Two ladies and two gentlemen were seated in the library of a country-house one afternoon in September. One of the gentlemen wore the gaiters of a Dean. One of the ladies looked as though she would like to wear them, if only for half an hour. As it happened, however, she was dressed in a very tight and evidently very new grey silk, embellished with strings of beads. These jangled and danced with all her movements, to her evident satisfaction and the men's secret despair. She was a small woman and extremely slight, yet, in spite of her slimness, there was not the faintest sign of bone about he; in fact, it was said that the Dean's sister had not a bone in her body.
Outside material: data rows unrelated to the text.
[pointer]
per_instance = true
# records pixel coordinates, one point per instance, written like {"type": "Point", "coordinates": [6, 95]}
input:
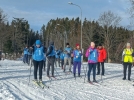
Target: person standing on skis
{"type": "Point", "coordinates": [25, 57]}
{"type": "Point", "coordinates": [101, 59]}
{"type": "Point", "coordinates": [50, 58]}
{"type": "Point", "coordinates": [77, 53]}
{"type": "Point", "coordinates": [127, 57]}
{"type": "Point", "coordinates": [62, 58]}
{"type": "Point", "coordinates": [57, 56]}
{"type": "Point", "coordinates": [30, 51]}
{"type": "Point", "coordinates": [92, 56]}
{"type": "Point", "coordinates": [38, 57]}
{"type": "Point", "coordinates": [67, 57]}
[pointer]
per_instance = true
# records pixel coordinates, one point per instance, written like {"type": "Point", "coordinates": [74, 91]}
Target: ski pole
{"type": "Point", "coordinates": [30, 71]}
{"type": "Point", "coordinates": [85, 73]}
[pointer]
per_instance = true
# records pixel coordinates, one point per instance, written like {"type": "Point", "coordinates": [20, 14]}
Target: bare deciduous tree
{"type": "Point", "coordinates": [109, 20]}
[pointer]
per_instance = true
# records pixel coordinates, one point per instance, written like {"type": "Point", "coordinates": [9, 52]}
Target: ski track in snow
{"type": "Point", "coordinates": [14, 84]}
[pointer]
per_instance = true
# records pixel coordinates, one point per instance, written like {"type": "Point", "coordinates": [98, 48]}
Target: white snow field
{"type": "Point", "coordinates": [14, 79]}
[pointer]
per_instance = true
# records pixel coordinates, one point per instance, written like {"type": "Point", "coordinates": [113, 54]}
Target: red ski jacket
{"type": "Point", "coordinates": [102, 55]}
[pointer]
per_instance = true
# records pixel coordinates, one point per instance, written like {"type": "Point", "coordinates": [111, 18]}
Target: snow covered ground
{"type": "Point", "coordinates": [14, 78]}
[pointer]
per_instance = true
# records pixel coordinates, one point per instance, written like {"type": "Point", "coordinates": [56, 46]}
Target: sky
{"type": "Point", "coordinates": [39, 12]}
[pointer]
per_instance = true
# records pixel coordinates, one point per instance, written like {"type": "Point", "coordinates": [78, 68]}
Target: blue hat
{"type": "Point", "coordinates": [38, 42]}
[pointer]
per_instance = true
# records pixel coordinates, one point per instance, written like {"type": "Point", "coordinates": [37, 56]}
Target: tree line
{"type": "Point", "coordinates": [106, 30]}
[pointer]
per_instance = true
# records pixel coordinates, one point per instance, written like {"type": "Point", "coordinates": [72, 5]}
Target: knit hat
{"type": "Point", "coordinates": [77, 45]}
{"type": "Point", "coordinates": [100, 44]}
{"type": "Point", "coordinates": [38, 42]}
{"type": "Point", "coordinates": [128, 44]}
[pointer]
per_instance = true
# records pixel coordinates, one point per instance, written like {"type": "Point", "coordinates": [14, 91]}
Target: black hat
{"type": "Point", "coordinates": [67, 43]}
{"type": "Point", "coordinates": [100, 44]}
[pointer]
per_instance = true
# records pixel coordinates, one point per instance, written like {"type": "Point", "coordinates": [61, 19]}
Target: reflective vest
{"type": "Point", "coordinates": [128, 55]}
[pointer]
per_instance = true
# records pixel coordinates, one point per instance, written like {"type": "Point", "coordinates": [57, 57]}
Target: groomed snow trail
{"type": "Point", "coordinates": [14, 79]}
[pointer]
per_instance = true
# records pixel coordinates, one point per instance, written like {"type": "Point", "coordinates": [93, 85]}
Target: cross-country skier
{"type": "Point", "coordinates": [62, 58]}
{"type": "Point", "coordinates": [101, 59]}
{"type": "Point", "coordinates": [127, 57]}
{"type": "Point", "coordinates": [30, 51]}
{"type": "Point", "coordinates": [92, 55]}
{"type": "Point", "coordinates": [51, 58]}
{"type": "Point", "coordinates": [57, 57]}
{"type": "Point", "coordinates": [0, 54]}
{"type": "Point", "coordinates": [44, 61]}
{"type": "Point", "coordinates": [38, 57]}
{"type": "Point", "coordinates": [25, 57]}
{"type": "Point", "coordinates": [67, 56]}
{"type": "Point", "coordinates": [77, 53]}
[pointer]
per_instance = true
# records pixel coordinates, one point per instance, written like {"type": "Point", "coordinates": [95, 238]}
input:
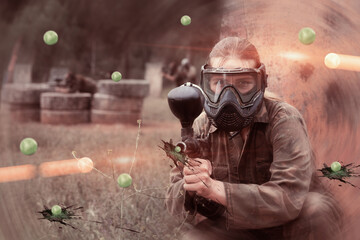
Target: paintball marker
{"type": "Point", "coordinates": [186, 103]}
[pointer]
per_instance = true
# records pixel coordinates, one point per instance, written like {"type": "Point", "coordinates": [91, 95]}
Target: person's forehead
{"type": "Point", "coordinates": [232, 62]}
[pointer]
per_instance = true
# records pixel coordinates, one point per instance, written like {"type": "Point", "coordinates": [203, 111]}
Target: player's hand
{"type": "Point", "coordinates": [197, 177]}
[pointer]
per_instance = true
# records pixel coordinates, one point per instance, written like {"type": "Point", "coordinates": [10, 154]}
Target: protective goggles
{"type": "Point", "coordinates": [247, 82]}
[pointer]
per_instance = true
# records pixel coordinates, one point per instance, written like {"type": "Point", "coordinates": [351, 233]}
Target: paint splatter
{"type": "Point", "coordinates": [346, 171]}
{"type": "Point", "coordinates": [66, 214]}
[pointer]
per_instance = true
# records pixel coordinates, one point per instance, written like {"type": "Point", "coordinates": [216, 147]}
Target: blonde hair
{"type": "Point", "coordinates": [235, 47]}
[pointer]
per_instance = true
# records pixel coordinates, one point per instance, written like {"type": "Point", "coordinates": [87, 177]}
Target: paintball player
{"type": "Point", "coordinates": [256, 179]}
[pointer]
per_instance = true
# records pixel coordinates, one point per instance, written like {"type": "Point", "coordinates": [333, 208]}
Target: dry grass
{"type": "Point", "coordinates": [100, 196]}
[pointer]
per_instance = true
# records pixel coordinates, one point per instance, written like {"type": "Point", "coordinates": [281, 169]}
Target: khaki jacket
{"type": "Point", "coordinates": [267, 170]}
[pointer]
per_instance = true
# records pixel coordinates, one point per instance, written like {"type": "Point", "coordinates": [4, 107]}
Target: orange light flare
{"type": "Point", "coordinates": [293, 56]}
{"type": "Point", "coordinates": [341, 61]}
{"type": "Point", "coordinates": [65, 167]}
{"type": "Point", "coordinates": [17, 173]}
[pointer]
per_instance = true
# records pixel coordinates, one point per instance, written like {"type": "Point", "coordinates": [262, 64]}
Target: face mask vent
{"type": "Point", "coordinates": [230, 120]}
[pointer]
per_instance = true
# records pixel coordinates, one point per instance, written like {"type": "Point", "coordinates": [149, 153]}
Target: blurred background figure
{"type": "Point", "coordinates": [169, 70]}
{"type": "Point", "coordinates": [185, 72]}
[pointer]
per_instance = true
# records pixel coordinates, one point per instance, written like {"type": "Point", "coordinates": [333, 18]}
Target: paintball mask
{"type": "Point", "coordinates": [233, 96]}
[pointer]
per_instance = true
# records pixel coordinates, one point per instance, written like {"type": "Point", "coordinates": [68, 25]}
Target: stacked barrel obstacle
{"type": "Point", "coordinates": [119, 102]}
{"type": "Point", "coordinates": [65, 108]}
{"type": "Point", "coordinates": [22, 101]}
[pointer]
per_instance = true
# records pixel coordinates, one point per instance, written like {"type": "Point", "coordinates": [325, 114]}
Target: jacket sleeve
{"type": "Point", "coordinates": [251, 206]}
{"type": "Point", "coordinates": [175, 196]}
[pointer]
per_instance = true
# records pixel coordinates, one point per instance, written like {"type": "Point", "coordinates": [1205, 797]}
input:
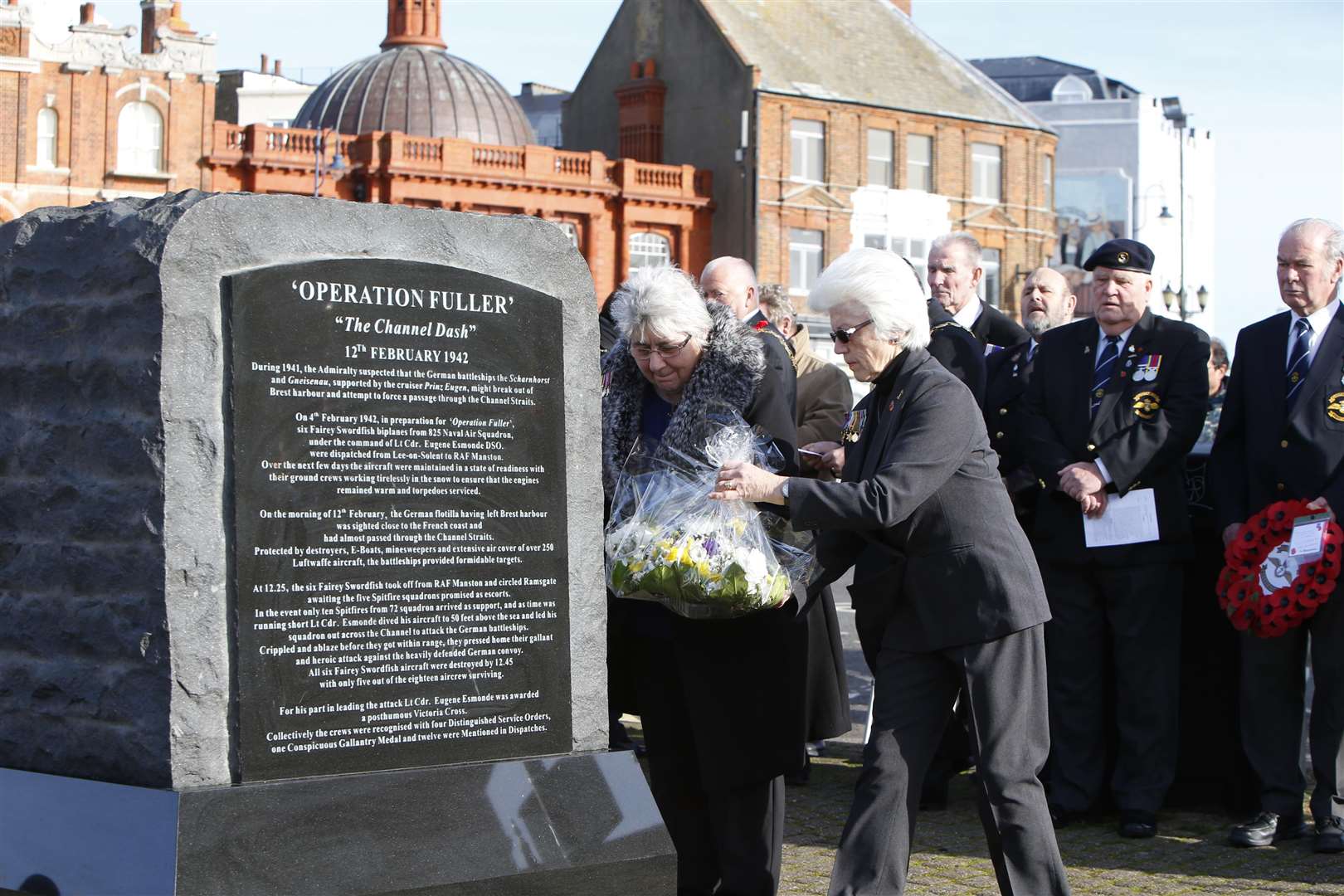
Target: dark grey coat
{"type": "Point", "coordinates": [923, 519]}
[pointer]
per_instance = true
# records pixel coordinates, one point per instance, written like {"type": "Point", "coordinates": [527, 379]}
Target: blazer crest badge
{"type": "Point", "coordinates": [1335, 407]}
{"type": "Point", "coordinates": [1147, 368]}
{"type": "Point", "coordinates": [1147, 405]}
{"type": "Point", "coordinates": [854, 425]}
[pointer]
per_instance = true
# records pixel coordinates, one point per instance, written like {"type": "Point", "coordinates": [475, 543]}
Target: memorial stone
{"type": "Point", "coordinates": [301, 557]}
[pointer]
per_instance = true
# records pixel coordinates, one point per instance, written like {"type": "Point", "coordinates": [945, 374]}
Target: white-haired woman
{"type": "Point", "coordinates": [947, 592]}
{"type": "Point", "coordinates": [721, 702]}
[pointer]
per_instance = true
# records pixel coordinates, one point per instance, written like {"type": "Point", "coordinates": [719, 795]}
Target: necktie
{"type": "Point", "coordinates": [1105, 364]}
{"type": "Point", "coordinates": [1298, 360]}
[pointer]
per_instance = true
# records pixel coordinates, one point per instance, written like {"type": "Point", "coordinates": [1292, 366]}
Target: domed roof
{"type": "Point", "coordinates": [417, 90]}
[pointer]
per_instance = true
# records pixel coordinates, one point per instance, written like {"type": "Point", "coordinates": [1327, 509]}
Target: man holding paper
{"type": "Point", "coordinates": [1113, 407]}
{"type": "Point", "coordinates": [1281, 437]}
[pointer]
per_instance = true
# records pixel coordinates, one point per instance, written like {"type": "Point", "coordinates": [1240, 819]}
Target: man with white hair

She was composed of flesh, blood, and spirit.

The other lady, Mrs. Digby Vallence, was tall and spare, with a small face, big eyes, and a large mouth. Digby was fond of saying that his wife's face was geometrically impossible. The parts were greater than the whole. She was a very amiable, intelligent woman, who played Schumann with a weak wrist and was noted for her cookery recipes. Her husband would not have given her for a seraglio of houris.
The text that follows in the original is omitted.